Aku tidak berani menatap wajah ayah. Getar di sela hembusan napasnya seakan
menggores nadiku sedikit demi sedikit. Ya Tuhan, apa yang aku lakukan? Sesendok
madu dan vitamin itu masuk ke dalam tubuh ayahku… bergerak seperti racun. Aku
menghadiahkan ayahku obat dengan noda-noda ketidakberkahan di baliknya.
Sementara ayah selalu menafkahiku dengan keringatnya di jalan yang halal. Ya
Tuhan, kenapa baru tersadar sekarang?
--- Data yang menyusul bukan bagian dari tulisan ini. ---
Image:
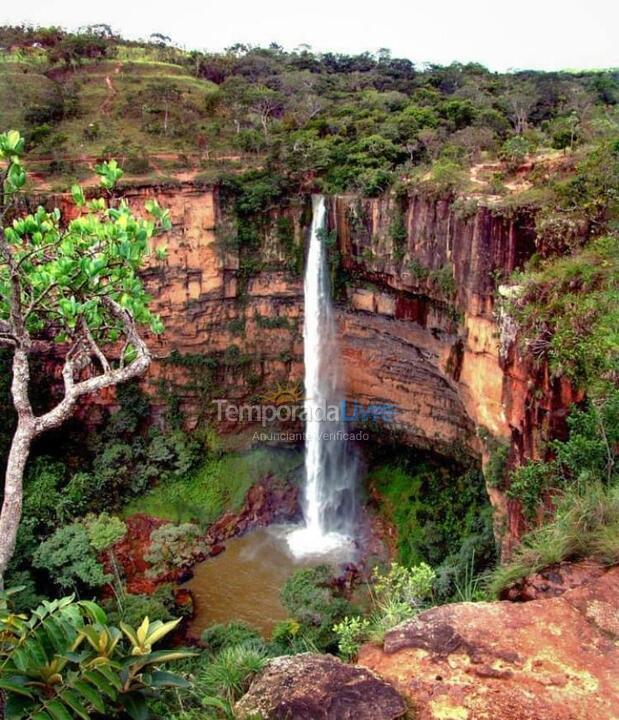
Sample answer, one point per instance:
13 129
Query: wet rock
319 687
550 658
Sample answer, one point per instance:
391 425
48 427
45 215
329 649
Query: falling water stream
243 582
330 504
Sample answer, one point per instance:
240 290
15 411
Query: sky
519 34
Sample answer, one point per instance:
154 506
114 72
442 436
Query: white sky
540 34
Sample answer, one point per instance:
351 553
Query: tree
521 99
76 285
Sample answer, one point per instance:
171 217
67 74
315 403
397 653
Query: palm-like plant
65 662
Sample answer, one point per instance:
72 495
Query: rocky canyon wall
416 311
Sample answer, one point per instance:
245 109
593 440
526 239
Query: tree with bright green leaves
75 284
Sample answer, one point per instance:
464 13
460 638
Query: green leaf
58 711
72 699
161 678
14 687
90 695
101 683
95 612
78 195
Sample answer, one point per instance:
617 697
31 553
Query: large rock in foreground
549 659
319 687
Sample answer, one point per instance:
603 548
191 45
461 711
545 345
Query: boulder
319 687
553 581
554 658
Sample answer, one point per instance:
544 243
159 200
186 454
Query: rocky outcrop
549 658
418 325
319 687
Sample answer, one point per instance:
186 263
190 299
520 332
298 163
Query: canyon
418 320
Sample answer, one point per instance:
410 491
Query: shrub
227 676
311 597
351 632
43 676
70 559
172 547
130 608
219 637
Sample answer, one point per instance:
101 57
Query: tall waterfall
330 502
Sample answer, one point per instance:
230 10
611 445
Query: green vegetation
397 594
576 491
219 485
172 547
43 675
77 283
568 313
442 517
357 123
584 523
316 603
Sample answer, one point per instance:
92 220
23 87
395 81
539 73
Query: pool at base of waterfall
243 583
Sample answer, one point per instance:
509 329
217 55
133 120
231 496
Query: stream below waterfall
243 583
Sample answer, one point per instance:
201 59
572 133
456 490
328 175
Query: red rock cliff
418 328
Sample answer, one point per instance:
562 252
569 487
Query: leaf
135 705
95 612
161 630
72 699
101 683
90 695
161 678
78 195
161 656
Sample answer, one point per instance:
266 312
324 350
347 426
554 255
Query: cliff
418 324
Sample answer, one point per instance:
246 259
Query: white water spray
331 471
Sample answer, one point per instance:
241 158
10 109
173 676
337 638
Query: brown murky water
243 582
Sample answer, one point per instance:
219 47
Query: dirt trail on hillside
111 92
Kenapa aku tidak punya keberanian untuk
berbuat benar sesuai dengan prinsipku selama ini?
“Iyaa, lihat saja koruptor-koruptor di televisi itu atau yang ada di
sekeliling kita. Apa yang mereka tanam, itulah yang mereka tuai. Hak yang
mereka ambil, akan diambil kembali dengan cara-cara yang tidak menyenangkan.
Baik ketahuan ataupun tidak, namun… ada duka berkepanjangan orang lain yang
telah mereka telan, dan itu tak akan hilang, melekat dalam daging hingga anak
dan cucu. Sungguh ketamakan itu membuat malu. Jangan menjadi benalu”
Benalu. Aku masih ingat benalu yang teronggok di pagi itu. Apa aku telah
tumbuh menjadi benalu yang sangat kubenci saat itu? Ibu benar, aku tak perlu
berbuat serendah ini untuk membahagiakan mereka dan menunjukkan hasil kerjaku.
Ya Tuhan, aku malu.
Aku langsung memeluk Ibu, menangis tersedu-sedu.
“Kamu kenapa, Nak? Apa Ibu salah bicara?”
“Ibu, tolong pukul kedua tanganku dengan sangat keras. Sangat keras!”
Aku merosot di kaki ibu lalu merenggangkan jariku ke hadapannya.
“Ibu, aku mohon. Lakukan sebagaimana yang biasa Ibu lakukan di waktu aku
kecil dulu, saat aku diajarkan untuk tidak mencuri atau mengambil hak orang
lain, Ibu”
“Mencuri? Maksudmu?”
Ayah batuk dengan hentakan dada yang mengiris telinga seperti mengetahui
sesuatu. Ibu masih memelukku erat tanpa bicara sepatah kata pun.
***
Diikutsertakan dalam Lomba Semangat Anti Korupsi 7G DIV Khusus STAN 2014.